My hope is to continue to develop a wider audience, to be well enough known and thought of to sell a few tickets when I come to town, and to be home more than enough to have my friends and family still love me and recognize me!
DM: Lastly, I got the sense from your last email that you married your high school sweetheart after 35 years of friendship. Did I get that right? Is that what brought you to Brattleboro (VT)?
Yeah. Barb Ackemann (born: Schreck) and I have known each other nearly as long as I’ve played guitar. We went to different high schools together, spending the last two years of high school going out.
I succumbed—depending on who you talk to—to either temporary insanity or the lure of an unencumbered new life at college, and broke off our relationship in August of 1970.
By around Christmas, we’d each made our peace with that and have maintained our friendship ever since. Barb has always been in that class of friends that you might not see for a couple years, and when you suddenly do, it’s like no time has gone by—there’s no alienation, no distance, no awkwardness. She has always been a real gift in my life.
Not since 1970, have we thought that there’d be any way we might be married, but we’ve always loved, respected and trusted each other.
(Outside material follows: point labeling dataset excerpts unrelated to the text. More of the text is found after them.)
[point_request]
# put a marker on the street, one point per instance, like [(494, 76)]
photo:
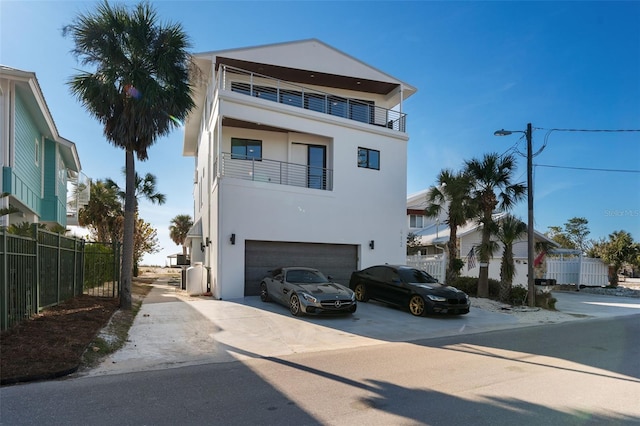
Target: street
[(581, 372)]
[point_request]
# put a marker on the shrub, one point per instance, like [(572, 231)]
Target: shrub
[(518, 295)]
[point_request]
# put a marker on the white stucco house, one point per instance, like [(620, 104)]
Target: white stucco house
[(300, 159)]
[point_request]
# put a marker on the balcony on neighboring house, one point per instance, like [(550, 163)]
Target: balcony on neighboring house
[(261, 86), (271, 171)]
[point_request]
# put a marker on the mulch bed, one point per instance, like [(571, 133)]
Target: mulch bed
[(52, 343)]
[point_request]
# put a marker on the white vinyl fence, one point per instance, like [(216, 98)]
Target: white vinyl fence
[(578, 270), (565, 270), (435, 265)]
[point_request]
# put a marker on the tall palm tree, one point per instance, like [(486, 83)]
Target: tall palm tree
[(180, 225), (145, 187), (102, 211), (137, 87), (452, 193), (510, 229), (493, 190)]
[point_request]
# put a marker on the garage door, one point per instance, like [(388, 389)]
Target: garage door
[(337, 260)]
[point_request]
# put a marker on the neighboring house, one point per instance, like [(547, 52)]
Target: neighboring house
[(300, 160), (38, 165), (433, 234)]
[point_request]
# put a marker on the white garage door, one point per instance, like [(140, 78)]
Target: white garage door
[(337, 260)]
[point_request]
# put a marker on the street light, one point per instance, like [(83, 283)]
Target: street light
[(530, 235)]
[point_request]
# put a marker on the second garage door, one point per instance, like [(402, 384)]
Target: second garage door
[(337, 260)]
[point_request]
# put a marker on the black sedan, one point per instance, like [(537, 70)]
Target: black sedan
[(408, 287), (307, 291)]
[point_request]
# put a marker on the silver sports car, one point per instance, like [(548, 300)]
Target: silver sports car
[(307, 291)]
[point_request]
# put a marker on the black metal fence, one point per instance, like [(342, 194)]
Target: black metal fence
[(48, 268)]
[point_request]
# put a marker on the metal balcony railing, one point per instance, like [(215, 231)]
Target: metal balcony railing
[(278, 172), (264, 87)]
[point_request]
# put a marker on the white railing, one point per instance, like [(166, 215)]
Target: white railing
[(278, 172), (271, 89)]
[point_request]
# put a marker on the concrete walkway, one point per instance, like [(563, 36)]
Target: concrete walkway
[(173, 329)]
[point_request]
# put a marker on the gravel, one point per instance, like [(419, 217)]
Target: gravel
[(527, 315)]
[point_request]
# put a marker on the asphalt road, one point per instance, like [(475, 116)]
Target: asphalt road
[(576, 373)]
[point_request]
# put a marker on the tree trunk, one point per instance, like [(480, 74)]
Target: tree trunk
[(506, 276), (483, 278), (126, 274), (452, 255)]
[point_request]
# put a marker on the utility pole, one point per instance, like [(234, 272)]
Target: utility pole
[(530, 233)]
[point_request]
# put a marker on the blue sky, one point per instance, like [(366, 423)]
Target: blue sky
[(478, 67)]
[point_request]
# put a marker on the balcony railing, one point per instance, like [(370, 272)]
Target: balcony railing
[(278, 172), (264, 87)]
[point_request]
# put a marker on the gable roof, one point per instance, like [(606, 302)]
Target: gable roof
[(299, 61), (26, 84), (311, 55)]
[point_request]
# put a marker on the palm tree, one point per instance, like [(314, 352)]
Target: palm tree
[(138, 88), (492, 189), (145, 187), (101, 213), (510, 229), (180, 225), (453, 194)]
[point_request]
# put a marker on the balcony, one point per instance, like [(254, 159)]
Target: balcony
[(268, 88), (277, 172)]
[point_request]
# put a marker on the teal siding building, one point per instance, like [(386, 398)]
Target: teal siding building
[(37, 163)]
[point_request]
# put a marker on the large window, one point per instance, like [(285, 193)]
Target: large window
[(416, 221), (369, 158), (246, 149)]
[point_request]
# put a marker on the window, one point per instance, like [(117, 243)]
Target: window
[(416, 221), (37, 151), (246, 149), (369, 158)]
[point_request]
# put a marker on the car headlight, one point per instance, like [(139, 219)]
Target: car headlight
[(309, 298), (436, 298)]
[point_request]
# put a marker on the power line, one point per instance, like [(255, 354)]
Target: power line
[(589, 130), (588, 168)]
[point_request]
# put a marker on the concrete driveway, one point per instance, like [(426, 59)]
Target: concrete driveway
[(173, 329)]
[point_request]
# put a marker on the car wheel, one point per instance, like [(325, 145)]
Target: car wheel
[(416, 305), (264, 293), (294, 305), (361, 292)]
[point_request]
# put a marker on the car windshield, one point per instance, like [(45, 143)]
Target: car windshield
[(305, 276), (416, 276)]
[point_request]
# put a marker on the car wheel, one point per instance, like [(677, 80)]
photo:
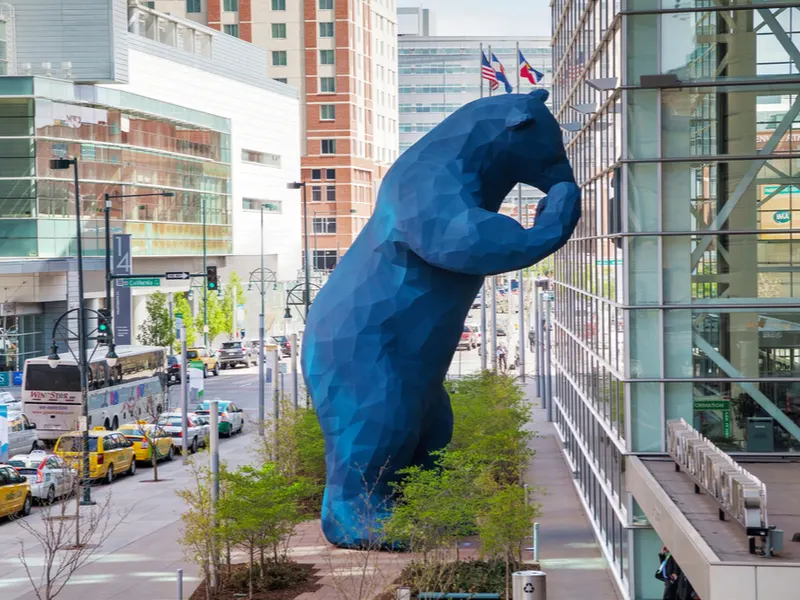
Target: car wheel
[(26, 506)]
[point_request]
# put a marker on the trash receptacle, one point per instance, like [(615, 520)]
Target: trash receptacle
[(529, 585)]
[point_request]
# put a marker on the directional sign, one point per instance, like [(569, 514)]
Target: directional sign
[(139, 282), (181, 275)]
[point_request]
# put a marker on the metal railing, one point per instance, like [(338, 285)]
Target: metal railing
[(739, 493)]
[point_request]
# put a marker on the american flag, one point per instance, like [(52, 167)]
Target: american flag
[(488, 72), (576, 69)]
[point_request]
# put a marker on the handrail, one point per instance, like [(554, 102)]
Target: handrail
[(738, 492)]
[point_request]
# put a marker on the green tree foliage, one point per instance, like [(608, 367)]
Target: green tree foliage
[(182, 306), (158, 329)]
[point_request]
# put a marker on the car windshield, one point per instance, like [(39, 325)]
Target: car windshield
[(74, 443)]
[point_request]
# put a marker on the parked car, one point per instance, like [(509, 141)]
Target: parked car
[(231, 417), (210, 362), (468, 339), (173, 369), (145, 436), (237, 353), (15, 493), (284, 344), (50, 477), (197, 432), (22, 436)]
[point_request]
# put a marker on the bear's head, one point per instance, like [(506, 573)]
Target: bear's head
[(532, 148)]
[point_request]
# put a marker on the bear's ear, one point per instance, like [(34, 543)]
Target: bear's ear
[(540, 94), (519, 118)]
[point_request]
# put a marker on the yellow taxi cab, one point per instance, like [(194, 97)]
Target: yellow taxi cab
[(110, 453), (15, 493), (145, 436)]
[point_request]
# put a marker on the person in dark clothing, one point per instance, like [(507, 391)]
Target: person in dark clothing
[(668, 572)]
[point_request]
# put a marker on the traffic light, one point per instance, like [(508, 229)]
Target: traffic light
[(211, 278), (104, 326)]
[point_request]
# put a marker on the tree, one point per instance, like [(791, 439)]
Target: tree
[(158, 329), (183, 307), (65, 543), (228, 309)]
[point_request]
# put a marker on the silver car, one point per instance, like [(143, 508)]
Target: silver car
[(50, 477)]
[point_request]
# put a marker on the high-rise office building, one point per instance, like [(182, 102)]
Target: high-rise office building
[(438, 75), (676, 297), (341, 55)]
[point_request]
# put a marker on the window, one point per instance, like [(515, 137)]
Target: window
[(324, 260), (273, 206), (279, 31), (324, 224), (279, 58), (261, 158), (327, 84), (327, 112)]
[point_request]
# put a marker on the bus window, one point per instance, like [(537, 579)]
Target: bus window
[(43, 378)]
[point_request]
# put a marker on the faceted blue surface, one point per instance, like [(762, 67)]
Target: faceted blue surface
[(382, 332)]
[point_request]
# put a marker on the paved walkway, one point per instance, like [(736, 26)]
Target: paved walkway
[(568, 550)]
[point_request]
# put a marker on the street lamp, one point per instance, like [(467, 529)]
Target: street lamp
[(107, 215), (296, 185)]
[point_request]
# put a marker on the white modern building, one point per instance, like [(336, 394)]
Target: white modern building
[(160, 105)]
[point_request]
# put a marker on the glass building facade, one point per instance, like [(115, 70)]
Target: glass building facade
[(677, 295), (126, 144)]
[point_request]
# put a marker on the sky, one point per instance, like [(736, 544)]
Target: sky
[(510, 18)]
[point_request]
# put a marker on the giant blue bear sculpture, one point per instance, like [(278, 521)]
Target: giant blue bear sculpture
[(382, 332)]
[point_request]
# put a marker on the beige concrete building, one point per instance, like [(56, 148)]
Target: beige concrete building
[(342, 57)]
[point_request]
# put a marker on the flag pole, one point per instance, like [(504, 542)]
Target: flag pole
[(521, 275), (484, 341)]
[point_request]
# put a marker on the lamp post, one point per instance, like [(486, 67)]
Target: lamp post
[(296, 185), (107, 216)]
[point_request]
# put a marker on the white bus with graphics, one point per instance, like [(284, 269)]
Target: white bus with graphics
[(135, 387)]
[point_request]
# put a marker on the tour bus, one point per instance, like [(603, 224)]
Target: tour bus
[(135, 387)]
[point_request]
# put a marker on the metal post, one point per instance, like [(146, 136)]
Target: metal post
[(107, 215), (548, 383), (184, 397), (295, 374), (262, 372), (493, 333), (484, 340), (307, 299), (213, 412), (87, 495), (205, 270)]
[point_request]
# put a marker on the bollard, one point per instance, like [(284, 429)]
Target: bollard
[(529, 585), (403, 593)]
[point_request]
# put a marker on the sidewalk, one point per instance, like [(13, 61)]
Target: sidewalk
[(568, 551)]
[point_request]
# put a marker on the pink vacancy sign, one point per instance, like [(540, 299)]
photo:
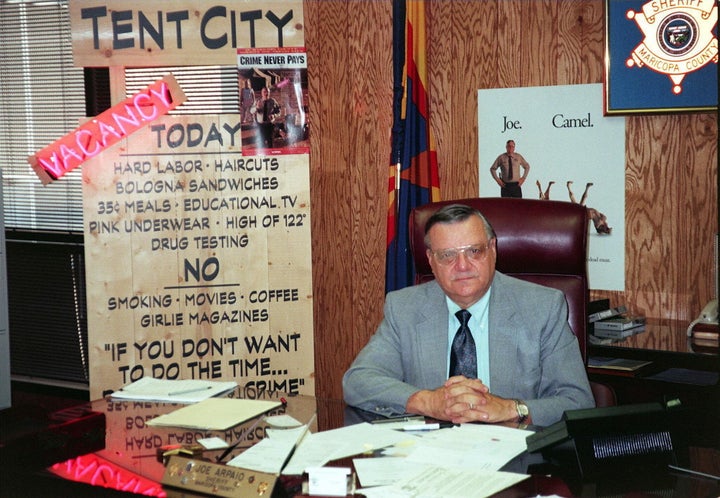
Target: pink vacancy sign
[(106, 129)]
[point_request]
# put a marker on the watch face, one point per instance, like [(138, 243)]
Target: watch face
[(523, 409)]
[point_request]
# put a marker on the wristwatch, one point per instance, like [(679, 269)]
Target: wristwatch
[(523, 411)]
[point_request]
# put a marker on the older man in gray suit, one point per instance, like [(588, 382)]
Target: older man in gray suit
[(513, 357)]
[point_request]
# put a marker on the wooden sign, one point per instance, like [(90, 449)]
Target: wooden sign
[(183, 32), (101, 132), (198, 257)]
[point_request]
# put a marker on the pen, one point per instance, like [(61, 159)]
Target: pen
[(428, 427), (188, 391), (405, 418), (693, 472), (242, 437)]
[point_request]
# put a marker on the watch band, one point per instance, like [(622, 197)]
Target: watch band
[(522, 411)]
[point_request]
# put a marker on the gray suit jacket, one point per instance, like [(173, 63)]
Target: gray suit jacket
[(534, 355)]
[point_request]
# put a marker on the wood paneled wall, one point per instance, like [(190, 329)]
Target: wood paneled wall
[(671, 160)]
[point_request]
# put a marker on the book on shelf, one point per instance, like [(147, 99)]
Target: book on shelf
[(619, 323), (623, 364), (608, 313), (618, 334)]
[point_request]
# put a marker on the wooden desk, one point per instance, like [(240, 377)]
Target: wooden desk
[(677, 370), (128, 462)]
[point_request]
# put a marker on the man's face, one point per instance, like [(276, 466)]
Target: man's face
[(464, 278)]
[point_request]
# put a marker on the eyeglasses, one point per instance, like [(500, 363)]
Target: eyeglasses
[(474, 252)]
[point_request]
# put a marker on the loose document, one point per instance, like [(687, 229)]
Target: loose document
[(458, 461)]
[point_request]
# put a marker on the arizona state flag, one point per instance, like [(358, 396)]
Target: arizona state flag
[(414, 178)]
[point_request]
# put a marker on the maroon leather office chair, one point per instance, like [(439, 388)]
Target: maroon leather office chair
[(544, 242)]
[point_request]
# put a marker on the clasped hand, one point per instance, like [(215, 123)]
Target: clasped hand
[(469, 400)]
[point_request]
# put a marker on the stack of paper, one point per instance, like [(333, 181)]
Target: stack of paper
[(215, 414)]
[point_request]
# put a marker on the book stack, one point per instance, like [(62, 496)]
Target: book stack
[(705, 335), (615, 323)]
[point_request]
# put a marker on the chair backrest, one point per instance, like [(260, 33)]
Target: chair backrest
[(540, 241)]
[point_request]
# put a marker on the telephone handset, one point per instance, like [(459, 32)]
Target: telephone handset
[(709, 314)]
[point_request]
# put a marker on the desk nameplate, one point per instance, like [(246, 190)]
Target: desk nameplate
[(216, 479)]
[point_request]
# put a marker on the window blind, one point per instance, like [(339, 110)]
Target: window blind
[(42, 99)]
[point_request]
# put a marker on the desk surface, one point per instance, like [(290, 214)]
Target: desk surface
[(129, 457)]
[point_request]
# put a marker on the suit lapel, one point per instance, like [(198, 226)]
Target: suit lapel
[(502, 322), (431, 337)]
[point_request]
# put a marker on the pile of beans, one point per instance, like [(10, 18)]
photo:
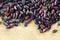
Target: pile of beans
[(43, 13)]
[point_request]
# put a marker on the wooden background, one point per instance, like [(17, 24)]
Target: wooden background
[(28, 33)]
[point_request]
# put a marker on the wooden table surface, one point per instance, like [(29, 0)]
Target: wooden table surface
[(28, 33)]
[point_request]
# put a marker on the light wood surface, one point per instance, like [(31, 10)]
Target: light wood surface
[(28, 33)]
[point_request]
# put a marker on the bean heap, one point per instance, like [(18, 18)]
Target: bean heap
[(43, 13)]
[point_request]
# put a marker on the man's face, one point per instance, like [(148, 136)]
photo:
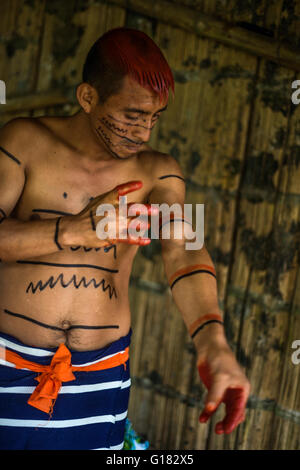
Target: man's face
[(125, 121)]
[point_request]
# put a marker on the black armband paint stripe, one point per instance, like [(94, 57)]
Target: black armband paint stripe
[(2, 215), (204, 324), (10, 155), (56, 233), (92, 221), (52, 211), (190, 274), (92, 266), (171, 176)]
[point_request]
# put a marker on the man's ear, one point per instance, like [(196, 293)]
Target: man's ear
[(87, 96)]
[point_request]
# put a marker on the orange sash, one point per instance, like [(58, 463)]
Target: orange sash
[(60, 370)]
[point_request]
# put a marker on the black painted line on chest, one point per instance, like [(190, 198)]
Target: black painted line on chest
[(8, 154), (62, 265), (52, 211)]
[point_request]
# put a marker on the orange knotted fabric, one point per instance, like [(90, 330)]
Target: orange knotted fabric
[(50, 381), (59, 370)]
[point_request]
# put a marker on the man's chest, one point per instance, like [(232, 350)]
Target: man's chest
[(63, 184)]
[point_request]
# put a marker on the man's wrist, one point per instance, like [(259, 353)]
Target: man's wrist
[(211, 333)]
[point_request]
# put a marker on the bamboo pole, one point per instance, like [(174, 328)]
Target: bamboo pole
[(203, 25)]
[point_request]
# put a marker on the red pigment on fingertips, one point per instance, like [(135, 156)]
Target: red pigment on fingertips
[(126, 188), (204, 374)]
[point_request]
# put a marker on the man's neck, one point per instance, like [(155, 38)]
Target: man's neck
[(84, 139)]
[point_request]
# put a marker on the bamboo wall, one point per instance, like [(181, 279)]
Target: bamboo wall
[(236, 133)]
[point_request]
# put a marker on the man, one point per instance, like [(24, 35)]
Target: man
[(65, 318)]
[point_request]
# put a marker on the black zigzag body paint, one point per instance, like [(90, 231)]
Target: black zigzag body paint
[(51, 283)]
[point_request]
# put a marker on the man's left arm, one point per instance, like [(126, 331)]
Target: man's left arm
[(192, 278)]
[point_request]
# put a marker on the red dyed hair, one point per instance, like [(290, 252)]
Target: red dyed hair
[(124, 51)]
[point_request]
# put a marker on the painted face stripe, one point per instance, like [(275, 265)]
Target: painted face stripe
[(10, 155), (200, 321), (189, 270), (171, 176)]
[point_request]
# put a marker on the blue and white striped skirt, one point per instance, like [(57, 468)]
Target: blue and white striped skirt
[(89, 413)]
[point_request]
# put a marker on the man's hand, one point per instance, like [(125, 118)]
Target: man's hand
[(226, 383), (80, 229)]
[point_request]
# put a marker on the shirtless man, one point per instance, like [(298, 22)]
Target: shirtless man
[(64, 292)]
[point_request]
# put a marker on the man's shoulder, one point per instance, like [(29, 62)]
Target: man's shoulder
[(20, 135), (160, 164)]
At the risk of speaking for us both (something that any sane person would resist), I think we’re equally bemused and pleased to be able to spend these years of our lives together as husband and wife.
I really am delighted to be in Vermont, and in the Brattleboro community on its own merits; but she’s the reason I’m here. Beside being inaccurate, it would be foolish and preposterous to suggest anything else.
You know, most folks marry, enthralled with their love for each other, and then, if they’re lucky, they become good, old friends over the course of their marriage.
It isn’t news to anyone in my family that I’ve done this backwards.